ICBC President Liu Jun stated that the bank’s capital planning and dividend arrangements will be adjusted dynamically based on market conditions. The bank will closely observe changes in the capital market to respond to investors’ needs and concerns.
“People mentioned whether ‘we can make corresponding upward adjustments in the dividend payout ratio.’ As a market bellwether, ICBC will definitely respond to what the market needs and think what the market thinks. If our adjustments bring about healthy, sustainable improvement in the market, then ICBC will definitely play a demonstration and leading role.” Liu Jun emphasized.
Industrial Bank Chairman Lü Jiajin said that Industrial Bank’s full-year dividend payout ratio in 2025 has been raised to 31%, which is also the bank’s 16th consecutive year of increasing its dividend distribution ratio. “We attach great importance to investor returns and market value management. 2026 is the first year of the ‘15th Five-Year Plan’ (‘Tenth Five-Year Plan’) period. We need to do a solid job of our business fundamentals—the basic base—this is the foundation for us to carry out dividend distribution and enhance valuation,” Lü Jiajin said.
Zeng Gang, chief expert at the Shanghai Finance and Development Laboratory, believes that regular cash dividends can improve investors’ actual returns and enhance investors’ sense of gain. Proactive dividend payments by banks help guide funds to concentrate on high-quality banks, reflecting the capital market’s value discovery and resource allocation functions.
Expected valuation trajectory to diverge
Sustained and stable high dividends reinforce the defensive attributes of bank stocks, and they also resonate with improvements in fundamentals, laying the foundation for the sector’s valuation repair.

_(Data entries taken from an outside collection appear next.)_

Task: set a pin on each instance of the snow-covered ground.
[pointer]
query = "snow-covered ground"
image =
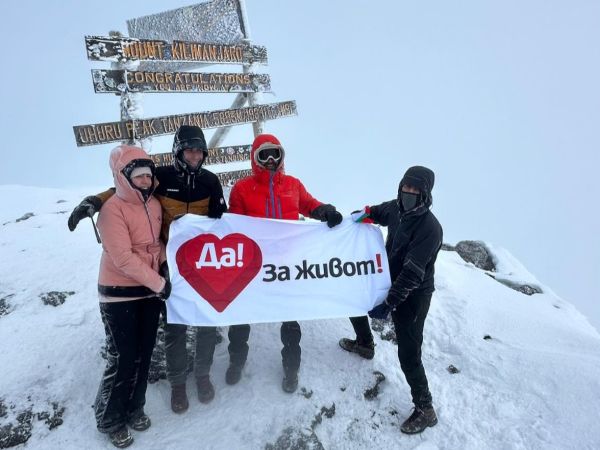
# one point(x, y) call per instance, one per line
point(534, 383)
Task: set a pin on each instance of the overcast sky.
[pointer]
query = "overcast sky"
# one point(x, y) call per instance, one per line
point(500, 99)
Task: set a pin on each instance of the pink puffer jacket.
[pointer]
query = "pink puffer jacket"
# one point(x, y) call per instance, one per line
point(130, 230)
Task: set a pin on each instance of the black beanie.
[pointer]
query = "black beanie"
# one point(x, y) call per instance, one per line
point(188, 133)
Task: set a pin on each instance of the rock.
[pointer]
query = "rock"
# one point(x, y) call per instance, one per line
point(476, 253)
point(55, 298)
point(5, 307)
point(527, 289)
point(385, 329)
point(452, 369)
point(296, 439)
point(25, 217)
point(372, 392)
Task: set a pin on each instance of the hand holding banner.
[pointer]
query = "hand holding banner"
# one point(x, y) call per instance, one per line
point(241, 269)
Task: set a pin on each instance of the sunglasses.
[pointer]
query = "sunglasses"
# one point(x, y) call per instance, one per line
point(268, 153)
point(191, 144)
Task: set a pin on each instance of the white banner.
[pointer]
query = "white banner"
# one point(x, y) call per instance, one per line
point(241, 269)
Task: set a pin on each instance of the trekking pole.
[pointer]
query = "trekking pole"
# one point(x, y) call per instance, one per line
point(96, 230)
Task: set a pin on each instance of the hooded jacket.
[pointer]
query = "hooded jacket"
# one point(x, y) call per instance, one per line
point(130, 231)
point(270, 194)
point(414, 237)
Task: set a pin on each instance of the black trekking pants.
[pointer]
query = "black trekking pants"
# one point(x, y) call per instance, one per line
point(130, 328)
point(291, 352)
point(409, 319)
point(206, 340)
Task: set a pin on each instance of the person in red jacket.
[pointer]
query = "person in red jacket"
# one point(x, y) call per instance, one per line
point(270, 193)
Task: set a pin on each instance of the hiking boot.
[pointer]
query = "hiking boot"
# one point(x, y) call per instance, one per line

Lü Jiajin said that Industrial Bank’s performance is currently stable, its dividend payout ratio is high, and investing in Industrial Bank offers both the dual value of earnings and defense.
Bank of Communications President Zhang Baojiang said: “In the future, we will do our business management as we always have—continuously improving our value creation capability—so as to deliver more solid performance and continuously stable dividend returns to a broad range of investors.”

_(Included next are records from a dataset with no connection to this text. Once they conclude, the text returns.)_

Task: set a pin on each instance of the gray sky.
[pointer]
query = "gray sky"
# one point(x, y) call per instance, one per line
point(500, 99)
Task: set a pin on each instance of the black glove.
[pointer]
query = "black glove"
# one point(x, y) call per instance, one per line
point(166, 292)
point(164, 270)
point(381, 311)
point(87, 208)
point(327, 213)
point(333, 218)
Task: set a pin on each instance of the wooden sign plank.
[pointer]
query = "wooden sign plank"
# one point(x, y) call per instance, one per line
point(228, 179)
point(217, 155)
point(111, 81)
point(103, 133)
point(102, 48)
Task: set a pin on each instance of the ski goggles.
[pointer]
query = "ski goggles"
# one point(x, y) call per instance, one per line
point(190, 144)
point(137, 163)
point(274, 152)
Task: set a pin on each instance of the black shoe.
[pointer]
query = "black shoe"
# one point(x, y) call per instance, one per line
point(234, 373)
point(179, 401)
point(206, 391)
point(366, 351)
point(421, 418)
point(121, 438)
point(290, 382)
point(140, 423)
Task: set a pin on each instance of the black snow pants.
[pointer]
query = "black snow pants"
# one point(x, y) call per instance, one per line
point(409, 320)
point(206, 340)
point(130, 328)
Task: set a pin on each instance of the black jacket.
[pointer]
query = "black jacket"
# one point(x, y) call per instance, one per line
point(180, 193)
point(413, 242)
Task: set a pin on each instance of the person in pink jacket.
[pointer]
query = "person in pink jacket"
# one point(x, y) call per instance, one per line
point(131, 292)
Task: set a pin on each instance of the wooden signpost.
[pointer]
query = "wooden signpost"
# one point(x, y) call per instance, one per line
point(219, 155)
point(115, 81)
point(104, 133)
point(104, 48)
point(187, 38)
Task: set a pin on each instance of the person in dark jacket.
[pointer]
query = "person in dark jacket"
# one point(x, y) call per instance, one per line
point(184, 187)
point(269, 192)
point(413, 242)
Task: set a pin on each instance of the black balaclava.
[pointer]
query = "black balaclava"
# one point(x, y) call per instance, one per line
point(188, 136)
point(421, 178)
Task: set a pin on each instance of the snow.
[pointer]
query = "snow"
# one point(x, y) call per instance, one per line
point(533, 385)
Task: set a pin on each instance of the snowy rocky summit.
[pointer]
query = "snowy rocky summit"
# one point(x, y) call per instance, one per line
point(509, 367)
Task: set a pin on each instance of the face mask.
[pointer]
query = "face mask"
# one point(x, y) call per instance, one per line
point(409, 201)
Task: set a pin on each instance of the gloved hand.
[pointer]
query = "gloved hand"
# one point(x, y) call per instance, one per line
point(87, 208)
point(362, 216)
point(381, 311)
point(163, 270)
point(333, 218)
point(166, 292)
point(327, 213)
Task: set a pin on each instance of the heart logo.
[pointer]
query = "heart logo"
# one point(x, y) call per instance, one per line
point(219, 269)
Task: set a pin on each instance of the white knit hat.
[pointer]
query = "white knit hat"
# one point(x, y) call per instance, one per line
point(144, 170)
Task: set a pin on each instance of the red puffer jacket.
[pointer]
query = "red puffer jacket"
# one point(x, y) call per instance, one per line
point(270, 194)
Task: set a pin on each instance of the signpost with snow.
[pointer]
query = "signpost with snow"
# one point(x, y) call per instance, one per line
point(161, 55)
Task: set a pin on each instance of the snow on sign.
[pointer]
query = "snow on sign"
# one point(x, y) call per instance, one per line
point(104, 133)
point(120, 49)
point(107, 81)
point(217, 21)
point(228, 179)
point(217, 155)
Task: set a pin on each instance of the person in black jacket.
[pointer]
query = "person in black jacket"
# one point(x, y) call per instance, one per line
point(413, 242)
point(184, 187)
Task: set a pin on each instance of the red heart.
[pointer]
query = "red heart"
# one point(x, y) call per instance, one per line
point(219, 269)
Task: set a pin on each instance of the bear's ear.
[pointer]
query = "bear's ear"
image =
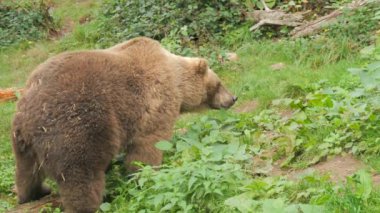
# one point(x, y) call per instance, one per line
point(202, 66)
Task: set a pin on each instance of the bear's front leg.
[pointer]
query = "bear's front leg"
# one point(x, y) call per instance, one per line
point(143, 149)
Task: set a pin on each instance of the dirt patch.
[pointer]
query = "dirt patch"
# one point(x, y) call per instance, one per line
point(247, 107)
point(338, 168)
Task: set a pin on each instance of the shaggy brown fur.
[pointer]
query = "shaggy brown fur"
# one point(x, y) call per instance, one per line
point(80, 109)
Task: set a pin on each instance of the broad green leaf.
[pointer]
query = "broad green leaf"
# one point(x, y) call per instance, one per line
point(164, 145)
point(273, 206)
point(105, 207)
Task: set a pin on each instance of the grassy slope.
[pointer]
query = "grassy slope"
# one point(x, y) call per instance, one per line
point(251, 78)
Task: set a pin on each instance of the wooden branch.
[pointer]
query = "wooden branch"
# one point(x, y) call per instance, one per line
point(276, 17)
point(52, 201)
point(315, 26)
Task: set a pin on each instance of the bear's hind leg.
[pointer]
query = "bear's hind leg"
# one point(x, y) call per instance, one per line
point(29, 178)
point(82, 191)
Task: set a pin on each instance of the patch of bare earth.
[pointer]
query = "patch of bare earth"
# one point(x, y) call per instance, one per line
point(338, 168)
point(247, 107)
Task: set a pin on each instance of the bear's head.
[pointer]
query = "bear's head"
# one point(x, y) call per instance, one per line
point(207, 89)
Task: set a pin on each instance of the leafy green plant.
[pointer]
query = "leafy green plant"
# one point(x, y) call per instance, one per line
point(24, 21)
point(357, 25)
point(199, 20)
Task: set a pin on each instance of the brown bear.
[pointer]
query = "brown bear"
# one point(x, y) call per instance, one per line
point(80, 109)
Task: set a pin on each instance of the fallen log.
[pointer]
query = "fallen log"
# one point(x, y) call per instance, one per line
point(276, 17)
point(50, 201)
point(315, 26)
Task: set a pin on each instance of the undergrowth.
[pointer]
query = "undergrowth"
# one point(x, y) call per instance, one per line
point(24, 21)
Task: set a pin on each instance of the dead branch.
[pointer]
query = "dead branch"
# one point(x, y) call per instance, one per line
point(276, 17)
point(36, 206)
point(315, 26)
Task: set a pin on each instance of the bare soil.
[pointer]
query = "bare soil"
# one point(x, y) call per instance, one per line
point(338, 168)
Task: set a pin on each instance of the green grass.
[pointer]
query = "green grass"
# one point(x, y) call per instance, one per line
point(7, 198)
point(251, 78)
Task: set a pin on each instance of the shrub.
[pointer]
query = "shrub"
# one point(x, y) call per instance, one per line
point(24, 21)
point(184, 20)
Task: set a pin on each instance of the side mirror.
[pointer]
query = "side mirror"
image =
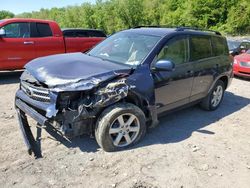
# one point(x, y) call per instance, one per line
point(164, 65)
point(2, 32)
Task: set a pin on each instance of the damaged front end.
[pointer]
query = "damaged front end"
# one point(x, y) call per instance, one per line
point(71, 108)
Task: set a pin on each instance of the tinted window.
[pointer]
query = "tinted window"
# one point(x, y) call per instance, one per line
point(200, 47)
point(81, 34)
point(175, 50)
point(96, 34)
point(43, 30)
point(17, 30)
point(69, 33)
point(219, 46)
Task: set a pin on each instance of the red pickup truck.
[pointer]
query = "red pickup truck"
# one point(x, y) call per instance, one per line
point(22, 40)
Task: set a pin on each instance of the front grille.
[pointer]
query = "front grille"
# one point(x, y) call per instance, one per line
point(245, 64)
point(34, 92)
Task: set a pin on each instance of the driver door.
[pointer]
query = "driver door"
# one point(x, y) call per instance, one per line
point(173, 88)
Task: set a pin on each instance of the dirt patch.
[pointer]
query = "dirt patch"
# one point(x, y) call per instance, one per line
point(190, 148)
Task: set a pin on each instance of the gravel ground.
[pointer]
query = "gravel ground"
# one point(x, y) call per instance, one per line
point(190, 148)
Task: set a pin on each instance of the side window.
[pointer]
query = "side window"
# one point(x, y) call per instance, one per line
point(96, 34)
point(219, 46)
point(17, 30)
point(69, 34)
point(81, 34)
point(200, 47)
point(175, 50)
point(43, 30)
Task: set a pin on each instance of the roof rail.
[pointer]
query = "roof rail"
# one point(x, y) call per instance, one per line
point(197, 29)
point(140, 26)
point(181, 28)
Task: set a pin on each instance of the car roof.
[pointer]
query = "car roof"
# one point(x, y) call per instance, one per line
point(162, 32)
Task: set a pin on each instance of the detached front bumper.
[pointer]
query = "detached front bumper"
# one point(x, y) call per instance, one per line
point(24, 107)
point(72, 123)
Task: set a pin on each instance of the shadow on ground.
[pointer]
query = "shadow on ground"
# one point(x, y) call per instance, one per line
point(174, 127)
point(180, 125)
point(10, 77)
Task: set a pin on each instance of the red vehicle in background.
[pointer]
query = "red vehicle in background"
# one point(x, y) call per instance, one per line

From the perspective of fundamentals, many banks have narrowed the decline in net interest margin and credit costs are trending with stability and slight improvement. Zhang Yi, President of China Construction Bank, said that in 2025 the bank’s net interest margin decline was narrowed by 2 basis points compared with the previous year. The deposit interest cost ratio was 1.32%, down 33 basis points year on year, at a historical low level, effectively夯实 the foundation for net interest margin recovery. Liu Jun also said that in 2025 ICBC’s net interest margin was 1.28%, down 14 basis points from the previous year. The decline in net interest margin has narrowed quarter by quarter, showing signs of stabilizing.

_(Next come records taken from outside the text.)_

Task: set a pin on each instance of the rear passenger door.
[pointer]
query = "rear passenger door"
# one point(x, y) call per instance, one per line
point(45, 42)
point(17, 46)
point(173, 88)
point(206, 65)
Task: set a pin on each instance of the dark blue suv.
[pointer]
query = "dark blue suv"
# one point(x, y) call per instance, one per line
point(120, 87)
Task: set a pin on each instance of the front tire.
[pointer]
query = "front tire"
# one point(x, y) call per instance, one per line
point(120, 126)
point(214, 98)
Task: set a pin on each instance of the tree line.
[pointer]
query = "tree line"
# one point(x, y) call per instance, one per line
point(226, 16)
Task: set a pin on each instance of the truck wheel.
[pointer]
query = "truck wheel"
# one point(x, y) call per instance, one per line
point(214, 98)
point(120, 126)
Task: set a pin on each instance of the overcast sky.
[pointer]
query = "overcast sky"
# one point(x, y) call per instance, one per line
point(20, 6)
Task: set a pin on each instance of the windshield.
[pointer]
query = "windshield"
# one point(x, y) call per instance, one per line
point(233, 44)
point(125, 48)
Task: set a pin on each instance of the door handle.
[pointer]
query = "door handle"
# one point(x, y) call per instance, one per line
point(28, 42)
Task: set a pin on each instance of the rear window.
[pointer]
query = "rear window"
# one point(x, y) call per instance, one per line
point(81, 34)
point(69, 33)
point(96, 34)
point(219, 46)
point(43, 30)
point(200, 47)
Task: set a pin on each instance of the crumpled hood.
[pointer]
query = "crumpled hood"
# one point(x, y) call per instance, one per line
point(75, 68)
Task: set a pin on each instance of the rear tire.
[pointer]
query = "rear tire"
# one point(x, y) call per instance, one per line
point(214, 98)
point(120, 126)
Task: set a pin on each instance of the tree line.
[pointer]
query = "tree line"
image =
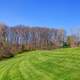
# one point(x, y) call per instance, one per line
point(24, 38)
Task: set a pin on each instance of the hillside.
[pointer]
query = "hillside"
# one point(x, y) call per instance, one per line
point(59, 64)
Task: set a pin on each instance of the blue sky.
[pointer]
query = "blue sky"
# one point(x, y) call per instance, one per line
point(50, 13)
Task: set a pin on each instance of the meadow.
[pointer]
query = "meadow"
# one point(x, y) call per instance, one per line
point(58, 64)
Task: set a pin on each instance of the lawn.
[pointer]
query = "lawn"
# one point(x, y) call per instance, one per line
point(59, 64)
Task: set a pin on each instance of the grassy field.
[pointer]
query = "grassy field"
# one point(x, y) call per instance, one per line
point(60, 64)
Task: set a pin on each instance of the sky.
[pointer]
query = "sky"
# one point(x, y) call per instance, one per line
point(49, 13)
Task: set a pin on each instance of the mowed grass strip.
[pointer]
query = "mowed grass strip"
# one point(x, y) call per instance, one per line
point(59, 64)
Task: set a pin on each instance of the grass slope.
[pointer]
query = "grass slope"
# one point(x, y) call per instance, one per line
point(60, 64)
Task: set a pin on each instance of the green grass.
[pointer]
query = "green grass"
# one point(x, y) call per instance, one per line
point(59, 64)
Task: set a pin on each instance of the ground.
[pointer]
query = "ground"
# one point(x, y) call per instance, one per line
point(59, 64)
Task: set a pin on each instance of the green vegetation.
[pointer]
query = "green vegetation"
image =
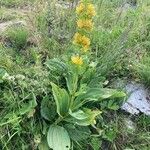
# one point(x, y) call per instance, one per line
point(50, 89)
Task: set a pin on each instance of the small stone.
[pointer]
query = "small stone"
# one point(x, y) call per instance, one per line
point(138, 100)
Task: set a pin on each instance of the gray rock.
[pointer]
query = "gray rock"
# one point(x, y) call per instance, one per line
point(139, 99)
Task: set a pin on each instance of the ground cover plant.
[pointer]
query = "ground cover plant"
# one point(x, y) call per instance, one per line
point(63, 69)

Many industry insiders told this reporter that regular dividend distribution by listed banks is not only a reflection of their financial strength, but also an important indicator that China’s capital market is becoming more mature and that listed banks are paying more attention to returning value to investors. From historical data, bank dividends provide clear support to bank stock prices, driving sector valuation back toward a reasonable range, and also attracting dividend-sensitive funds such as insurance funds to continue increasing holdings of bank stocks.
Caitong Securities (China) Co., Ltd. (Guotai) expects that in 2026, individual stock valuations in the bank sector will shift from convergence to divergence. Individual stocks with advantages such as strong ability to obtain credit demand on the asset side, large room for cost improvement on the liability side, the confirmation of turning points in asset quality, and proactive market value management will bring significant excess returns.